佐賀新聞 2014年6月21日
働き過ぎが原因で亡くなることを防ぐ対策を国の責務とする「過労死等防止対策推進法」が20日、参院本会議で採決され、成立した。長年、社会問題になってきた過労死や過労自殺を防ぐことを理念とした初の法律。規制や罰則を定めるものではないが、日本で常態化している過重労働の改善にもつながると期待される。
法律は勤労感謝の日がある11月を「過労死等防止啓発月間」と定めている。厚生労働省は月間をことしから実施できるよう、同月までの施行で調整を進める。
国の取るべき対策として(1)過労死の実態の調査研究(2)教育、広報など国民への啓発(3)産業医の研修など相談体制の整備(4)民間団体への支援―を列挙。自治体や事業主には対策に協力することを努力義務とする。
過労死の定義を「業務の過重な負荷が原因の脳・心臓疾患による死亡、強い心理的負荷が原因の精神障害による自殺」とした。ただ、労災申請に至らない人も多いなど過労死の実態には不明な点が多いとして、調査研究は定義外のケースも幅広く実施する。
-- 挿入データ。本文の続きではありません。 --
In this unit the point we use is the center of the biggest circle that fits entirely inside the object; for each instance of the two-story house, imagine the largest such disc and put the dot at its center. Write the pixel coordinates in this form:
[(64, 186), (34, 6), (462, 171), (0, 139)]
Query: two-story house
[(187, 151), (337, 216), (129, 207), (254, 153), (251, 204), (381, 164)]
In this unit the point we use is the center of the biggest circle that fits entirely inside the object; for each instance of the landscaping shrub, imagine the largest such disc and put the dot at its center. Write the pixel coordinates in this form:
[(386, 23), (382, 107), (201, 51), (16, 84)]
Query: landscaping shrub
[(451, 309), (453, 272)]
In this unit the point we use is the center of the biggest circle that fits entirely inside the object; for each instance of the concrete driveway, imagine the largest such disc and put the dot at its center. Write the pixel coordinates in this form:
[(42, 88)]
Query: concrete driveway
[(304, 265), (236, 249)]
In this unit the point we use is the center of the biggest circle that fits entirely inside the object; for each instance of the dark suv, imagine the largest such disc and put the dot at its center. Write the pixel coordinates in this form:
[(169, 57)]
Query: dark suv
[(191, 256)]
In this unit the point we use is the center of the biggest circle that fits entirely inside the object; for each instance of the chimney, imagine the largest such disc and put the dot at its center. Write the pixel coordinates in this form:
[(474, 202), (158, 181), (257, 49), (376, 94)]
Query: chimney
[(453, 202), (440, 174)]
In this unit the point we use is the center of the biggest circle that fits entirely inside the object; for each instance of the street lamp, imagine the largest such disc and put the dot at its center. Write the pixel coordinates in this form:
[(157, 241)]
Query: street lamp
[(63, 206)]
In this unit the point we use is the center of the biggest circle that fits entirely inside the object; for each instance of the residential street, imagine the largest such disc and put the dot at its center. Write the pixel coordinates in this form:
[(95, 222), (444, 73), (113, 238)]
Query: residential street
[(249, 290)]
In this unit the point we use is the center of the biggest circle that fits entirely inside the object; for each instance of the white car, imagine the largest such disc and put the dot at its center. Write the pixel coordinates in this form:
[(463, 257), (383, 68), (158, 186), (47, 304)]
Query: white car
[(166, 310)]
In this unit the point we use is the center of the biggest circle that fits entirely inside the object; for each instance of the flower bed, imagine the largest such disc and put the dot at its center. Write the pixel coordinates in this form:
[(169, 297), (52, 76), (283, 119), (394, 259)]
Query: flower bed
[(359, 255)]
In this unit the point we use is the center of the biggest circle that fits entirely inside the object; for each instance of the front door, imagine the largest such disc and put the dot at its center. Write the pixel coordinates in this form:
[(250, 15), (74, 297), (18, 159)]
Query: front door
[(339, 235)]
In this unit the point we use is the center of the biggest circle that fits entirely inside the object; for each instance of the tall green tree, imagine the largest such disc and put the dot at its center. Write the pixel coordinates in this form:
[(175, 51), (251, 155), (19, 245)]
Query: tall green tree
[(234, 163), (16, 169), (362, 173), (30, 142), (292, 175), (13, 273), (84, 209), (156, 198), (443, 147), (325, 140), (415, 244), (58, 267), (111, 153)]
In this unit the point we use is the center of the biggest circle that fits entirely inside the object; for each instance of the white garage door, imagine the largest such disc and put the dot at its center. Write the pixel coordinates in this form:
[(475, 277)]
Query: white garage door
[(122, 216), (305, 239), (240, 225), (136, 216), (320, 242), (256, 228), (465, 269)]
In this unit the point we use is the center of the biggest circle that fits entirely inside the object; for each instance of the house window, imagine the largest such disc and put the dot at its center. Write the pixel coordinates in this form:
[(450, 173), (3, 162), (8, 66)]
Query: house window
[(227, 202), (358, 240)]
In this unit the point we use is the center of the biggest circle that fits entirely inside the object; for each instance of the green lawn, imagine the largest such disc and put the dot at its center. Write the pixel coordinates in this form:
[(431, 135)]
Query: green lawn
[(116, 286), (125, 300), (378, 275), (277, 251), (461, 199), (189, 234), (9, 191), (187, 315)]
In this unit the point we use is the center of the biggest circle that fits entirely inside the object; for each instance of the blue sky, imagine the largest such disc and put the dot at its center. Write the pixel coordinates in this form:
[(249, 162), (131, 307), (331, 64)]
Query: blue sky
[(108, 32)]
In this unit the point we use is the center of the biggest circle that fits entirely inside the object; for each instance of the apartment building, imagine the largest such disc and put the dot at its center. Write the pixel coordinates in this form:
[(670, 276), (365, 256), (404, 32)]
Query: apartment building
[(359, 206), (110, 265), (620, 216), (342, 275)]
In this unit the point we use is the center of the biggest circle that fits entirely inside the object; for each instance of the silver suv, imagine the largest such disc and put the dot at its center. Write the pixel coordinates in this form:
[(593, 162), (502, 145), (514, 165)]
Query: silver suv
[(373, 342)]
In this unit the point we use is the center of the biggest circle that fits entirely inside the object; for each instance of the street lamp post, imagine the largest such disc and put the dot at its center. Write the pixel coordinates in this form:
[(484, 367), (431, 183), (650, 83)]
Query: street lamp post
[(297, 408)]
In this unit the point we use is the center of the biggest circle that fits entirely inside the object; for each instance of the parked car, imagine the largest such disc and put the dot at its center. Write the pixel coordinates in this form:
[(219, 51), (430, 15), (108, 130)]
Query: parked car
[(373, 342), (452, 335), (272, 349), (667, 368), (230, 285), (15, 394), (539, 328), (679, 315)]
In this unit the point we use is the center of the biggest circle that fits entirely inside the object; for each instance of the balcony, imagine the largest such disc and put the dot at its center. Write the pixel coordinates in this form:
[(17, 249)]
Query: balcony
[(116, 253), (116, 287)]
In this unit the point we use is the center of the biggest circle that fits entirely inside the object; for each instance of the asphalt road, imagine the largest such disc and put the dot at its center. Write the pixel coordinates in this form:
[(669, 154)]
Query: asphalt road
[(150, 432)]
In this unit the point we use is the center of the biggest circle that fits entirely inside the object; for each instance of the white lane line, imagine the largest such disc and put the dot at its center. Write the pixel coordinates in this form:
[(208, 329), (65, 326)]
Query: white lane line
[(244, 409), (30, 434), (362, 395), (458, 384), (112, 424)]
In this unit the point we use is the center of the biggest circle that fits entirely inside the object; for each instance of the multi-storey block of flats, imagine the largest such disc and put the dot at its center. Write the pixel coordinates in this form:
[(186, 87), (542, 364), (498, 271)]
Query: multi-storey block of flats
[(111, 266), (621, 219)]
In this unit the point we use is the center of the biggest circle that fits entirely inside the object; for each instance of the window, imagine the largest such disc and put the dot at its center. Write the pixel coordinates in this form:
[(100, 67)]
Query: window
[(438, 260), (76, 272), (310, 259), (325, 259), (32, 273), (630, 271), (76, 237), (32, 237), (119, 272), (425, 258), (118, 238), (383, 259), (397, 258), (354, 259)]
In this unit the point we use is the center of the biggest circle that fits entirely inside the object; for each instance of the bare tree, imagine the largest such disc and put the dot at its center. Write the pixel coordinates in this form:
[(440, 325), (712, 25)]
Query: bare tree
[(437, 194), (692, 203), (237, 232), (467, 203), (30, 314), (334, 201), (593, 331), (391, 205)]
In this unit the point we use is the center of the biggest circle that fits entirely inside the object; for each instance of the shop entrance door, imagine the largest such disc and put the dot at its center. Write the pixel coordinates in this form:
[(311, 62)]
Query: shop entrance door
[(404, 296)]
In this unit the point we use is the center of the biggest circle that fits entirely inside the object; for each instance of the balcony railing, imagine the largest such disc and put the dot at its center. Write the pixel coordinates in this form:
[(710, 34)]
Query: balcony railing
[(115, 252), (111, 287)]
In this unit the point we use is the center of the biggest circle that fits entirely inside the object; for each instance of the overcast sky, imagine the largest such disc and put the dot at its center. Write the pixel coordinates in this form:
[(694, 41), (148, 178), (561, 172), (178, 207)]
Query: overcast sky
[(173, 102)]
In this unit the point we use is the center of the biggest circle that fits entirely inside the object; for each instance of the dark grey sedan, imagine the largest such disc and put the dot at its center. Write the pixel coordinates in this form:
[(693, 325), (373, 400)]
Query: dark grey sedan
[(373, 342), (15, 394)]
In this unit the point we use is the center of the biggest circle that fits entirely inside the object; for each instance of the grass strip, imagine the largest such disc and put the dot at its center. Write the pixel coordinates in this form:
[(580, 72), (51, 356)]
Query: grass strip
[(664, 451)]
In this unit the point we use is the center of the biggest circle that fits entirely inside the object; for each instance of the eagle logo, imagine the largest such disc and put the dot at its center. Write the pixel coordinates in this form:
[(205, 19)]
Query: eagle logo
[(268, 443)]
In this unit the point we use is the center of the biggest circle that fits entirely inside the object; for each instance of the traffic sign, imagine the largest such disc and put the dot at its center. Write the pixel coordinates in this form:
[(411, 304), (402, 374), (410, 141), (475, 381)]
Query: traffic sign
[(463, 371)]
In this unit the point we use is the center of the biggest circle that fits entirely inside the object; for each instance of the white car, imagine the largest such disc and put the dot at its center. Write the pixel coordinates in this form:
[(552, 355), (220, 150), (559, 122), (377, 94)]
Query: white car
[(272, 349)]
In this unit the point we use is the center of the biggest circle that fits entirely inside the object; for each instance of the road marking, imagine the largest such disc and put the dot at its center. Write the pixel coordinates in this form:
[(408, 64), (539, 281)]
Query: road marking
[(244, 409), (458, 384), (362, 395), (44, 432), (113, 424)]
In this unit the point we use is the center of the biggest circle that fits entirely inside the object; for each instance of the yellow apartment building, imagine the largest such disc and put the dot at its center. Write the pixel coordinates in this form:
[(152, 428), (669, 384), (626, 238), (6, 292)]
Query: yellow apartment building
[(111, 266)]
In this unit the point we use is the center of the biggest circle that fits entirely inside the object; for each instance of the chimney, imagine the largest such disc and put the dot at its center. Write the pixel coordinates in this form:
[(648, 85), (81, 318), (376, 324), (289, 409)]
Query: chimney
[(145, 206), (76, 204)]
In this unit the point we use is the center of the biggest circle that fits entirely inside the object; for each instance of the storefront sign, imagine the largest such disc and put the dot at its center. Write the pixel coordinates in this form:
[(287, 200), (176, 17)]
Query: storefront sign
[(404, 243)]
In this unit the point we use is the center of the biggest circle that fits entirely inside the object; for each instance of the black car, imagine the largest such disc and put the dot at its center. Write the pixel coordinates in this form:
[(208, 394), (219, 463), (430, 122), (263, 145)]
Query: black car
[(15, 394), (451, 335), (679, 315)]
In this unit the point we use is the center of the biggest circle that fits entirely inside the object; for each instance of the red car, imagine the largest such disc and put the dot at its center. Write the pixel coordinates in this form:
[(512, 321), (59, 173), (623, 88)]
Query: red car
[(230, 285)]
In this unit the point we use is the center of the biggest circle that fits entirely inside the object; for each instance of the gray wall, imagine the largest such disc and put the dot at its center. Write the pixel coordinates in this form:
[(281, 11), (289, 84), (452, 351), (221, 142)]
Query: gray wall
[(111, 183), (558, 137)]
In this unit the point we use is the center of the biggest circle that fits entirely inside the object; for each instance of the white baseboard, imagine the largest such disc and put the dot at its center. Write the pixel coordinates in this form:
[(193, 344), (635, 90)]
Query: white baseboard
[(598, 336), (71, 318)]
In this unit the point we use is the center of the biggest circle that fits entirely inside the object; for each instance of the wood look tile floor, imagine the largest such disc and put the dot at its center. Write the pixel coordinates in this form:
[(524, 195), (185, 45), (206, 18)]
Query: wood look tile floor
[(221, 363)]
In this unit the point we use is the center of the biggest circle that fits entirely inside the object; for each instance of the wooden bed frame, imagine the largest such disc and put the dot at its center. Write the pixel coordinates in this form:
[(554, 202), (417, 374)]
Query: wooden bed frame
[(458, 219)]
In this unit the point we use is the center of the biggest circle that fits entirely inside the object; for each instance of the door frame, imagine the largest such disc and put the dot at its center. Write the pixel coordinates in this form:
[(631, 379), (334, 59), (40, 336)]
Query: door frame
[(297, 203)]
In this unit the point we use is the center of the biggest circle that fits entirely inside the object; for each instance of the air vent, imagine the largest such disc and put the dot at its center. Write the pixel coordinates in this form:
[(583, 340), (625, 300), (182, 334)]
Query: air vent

政府は対策の具体策をまとめる「大綱」の作成を義務付けられ、遺族や労使代表が加わる「防止対策推進協議会」を厚生労働省内に設け、意見を聴く。政府は調査研究や実施した対策の結果を国会に年次報告することも求められる。施行後3年をめどとして、必要があれば改正する。
法律は超党派の議員連盟が、議員立法で提出した。